蓝色裙子
  胖子故意看了看,为难地哎哟一声,“那我还真是不知道,你要有本事自己跳下去游到金边那能成。”
  说罢叫她别站船板上那么近,那地方才修好,要是掉下去,湄公河里什么鳄鱼什么水蟒爬上来他可不管捞。

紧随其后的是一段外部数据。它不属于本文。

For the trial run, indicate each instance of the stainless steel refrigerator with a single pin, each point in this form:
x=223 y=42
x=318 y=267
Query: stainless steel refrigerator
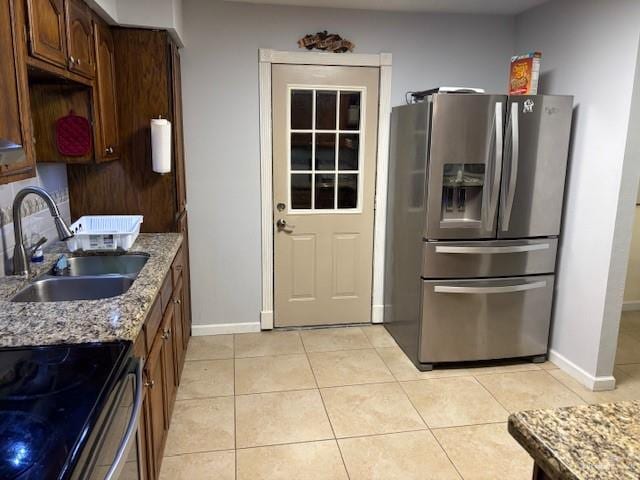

  在文鸢愣神的目光中,一撂袖子往另一个厨房舱里走了。
  过了会儿,手里端着个碗从里面出来,一出来,看着她还在船板上,稀里呼噜吃面的动作顿住,走到她身边又拽了拽:“进船舱啊,你要害死我,站在这里等会被水警看见我怎么解释?是直接把你丢下去淹死啊。”
  天边已经降下帷幕,整条湄公河岸只能听见冲浪的声音,可视的探照灯也只能看见水面黑漆漆一片。
  文鸢尽量把自己藏在柴油灯照不清的地方,解释:“哥,我想去金边,我可以把我身上所有带上的钱都给你,我都给你,你告诉我可以吗?”
  她当机立断从灰色的破衣口袋里掏出一张被揉得皱皱巴巴的百元美金递上去,十分恳切地求他。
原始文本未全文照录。